Gene Center, Ludwig-Maximilians-Universität München, Munich, 81377, Germany.
Google, Seattle, WA, 98103, United States.
Bioinformatics. 2021 Aug 4;37(14):2004–2011. doi: 10.1093/bioinformatics/btab050. Epub 2021 Jan 30.
Alternative splicing removes intronic sequences from pre-mRNAs in alternative ways to produce different forms (isoforms) of mature mRNA. The composition of expressed transcripts gives specific functionalities to cells in a particular condition or developmental stage. In addition, a large fraction of human disease mutations affect splicing and lead to aberrant mRNA and protein products. Current methods that interrogate the transcriptome based on RNA-seq either suffer from short read length when trying to infer full-length transcripts, or are restricted to predefined units of alternative splicing that they quantify from local read evidence.

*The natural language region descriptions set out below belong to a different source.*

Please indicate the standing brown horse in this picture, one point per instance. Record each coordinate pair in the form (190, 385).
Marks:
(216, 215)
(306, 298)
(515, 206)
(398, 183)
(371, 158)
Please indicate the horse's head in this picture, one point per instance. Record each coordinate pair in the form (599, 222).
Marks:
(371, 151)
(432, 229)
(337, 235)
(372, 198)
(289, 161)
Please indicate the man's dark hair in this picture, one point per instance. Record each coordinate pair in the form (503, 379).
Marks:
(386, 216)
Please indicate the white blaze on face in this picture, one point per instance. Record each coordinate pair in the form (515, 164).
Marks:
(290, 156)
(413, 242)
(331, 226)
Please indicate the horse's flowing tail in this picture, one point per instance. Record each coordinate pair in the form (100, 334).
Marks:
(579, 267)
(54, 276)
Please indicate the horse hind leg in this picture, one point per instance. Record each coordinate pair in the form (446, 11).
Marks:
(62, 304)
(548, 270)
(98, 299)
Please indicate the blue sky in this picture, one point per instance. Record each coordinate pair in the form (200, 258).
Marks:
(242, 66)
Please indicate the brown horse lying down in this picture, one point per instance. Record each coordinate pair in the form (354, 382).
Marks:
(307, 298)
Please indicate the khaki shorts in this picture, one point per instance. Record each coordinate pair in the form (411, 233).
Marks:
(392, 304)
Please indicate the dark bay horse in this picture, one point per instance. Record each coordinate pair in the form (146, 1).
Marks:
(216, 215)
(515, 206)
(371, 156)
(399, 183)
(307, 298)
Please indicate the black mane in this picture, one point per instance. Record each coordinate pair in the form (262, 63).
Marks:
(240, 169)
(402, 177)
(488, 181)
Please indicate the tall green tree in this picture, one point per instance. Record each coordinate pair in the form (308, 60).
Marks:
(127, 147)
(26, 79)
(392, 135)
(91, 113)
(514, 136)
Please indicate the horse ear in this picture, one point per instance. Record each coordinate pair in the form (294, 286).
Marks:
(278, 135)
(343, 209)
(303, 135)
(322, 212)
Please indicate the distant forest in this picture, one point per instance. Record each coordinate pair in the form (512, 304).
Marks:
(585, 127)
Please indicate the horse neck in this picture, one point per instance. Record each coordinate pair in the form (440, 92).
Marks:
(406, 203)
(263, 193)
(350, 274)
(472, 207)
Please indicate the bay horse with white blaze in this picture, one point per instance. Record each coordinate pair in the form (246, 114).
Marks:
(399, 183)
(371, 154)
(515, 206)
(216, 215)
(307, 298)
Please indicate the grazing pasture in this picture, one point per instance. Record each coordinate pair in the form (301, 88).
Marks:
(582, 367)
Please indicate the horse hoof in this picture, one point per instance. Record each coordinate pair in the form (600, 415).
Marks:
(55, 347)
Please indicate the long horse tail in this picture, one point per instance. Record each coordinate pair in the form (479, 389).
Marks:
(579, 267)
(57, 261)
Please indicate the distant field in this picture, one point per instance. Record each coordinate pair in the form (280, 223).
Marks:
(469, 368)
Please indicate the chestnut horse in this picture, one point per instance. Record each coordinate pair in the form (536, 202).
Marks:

Instead of attempting to quantify individual outcomes of the splicing process such as local splicing events or full-length transcripts, we propose to quantify alternative splicing using a simplified probabilistic model of the underlying splicing process. Our model is based on the usage of individual splice sites and can generate arbitrarily complex types of splicing patterns. In our implementation, McSplicer, we estimate the parameters of our model using all read data at once and we demonstrate in our experiments that this yields more accurate estimates compared to competing methods. Our model is able to describe multiple effects of splicing mutations using few, easy to interpret parameters, as we illustrate in an experiment on RNA-seq data from autism spectrum disorder patients.
McSplicer source code is available at https://github.com/canzarlab/McSplicer and has been deposited in archived format at https://doi.org/10.5281/zenodo.4449881.
Supplementary data are available at Bioinformatics online.
可变剪接以不同的方式从前体 mRNA 中去除内含子序列,从而产生不同形式(异构体)的成熟 mRNA。表达转录本的组成赋予特定条件或发育阶段的细胞特定的功能。此外,很大一部分人类疾病突变影响剪接,导致异常的 mRNA 和蛋白质产物。目前基于 RNA-seq 检测转录组的方法在尝试推断全长转录本时,由于读长较短,或者仅限于它们从局部读码证据中定量的预定可变剪接单位。
我们不是试图量化剪接过程的单个结果,例如局部剪接事件或全长转录本,而是提议使用基础剪接过程的简化概率模型来量化可变剪接。我们的模型基于单个剪接位点的使用,并且可以生成任意复杂类型的剪接模式。在我们的实现 McSplicer 中,我们使用所有读取数据一次性估计模型的参数,我们在实验中证明,与竞争方法相比,这会产生更准确的估计。我们的模型能够使用少数易于解释的参数描述剪接突变的多种影响,正如我们在自闭症谱系障碍患者的 RNA-seq 数据实验中所说明的那样。
McSplicer 源代码可在 https://github.com/canzarlab/McSplicer 上获得,并已以存档格式存储在 https://doi.org/10.5281/zenodo.4449881 上。
补充数据可在《生物信息学》在线获得。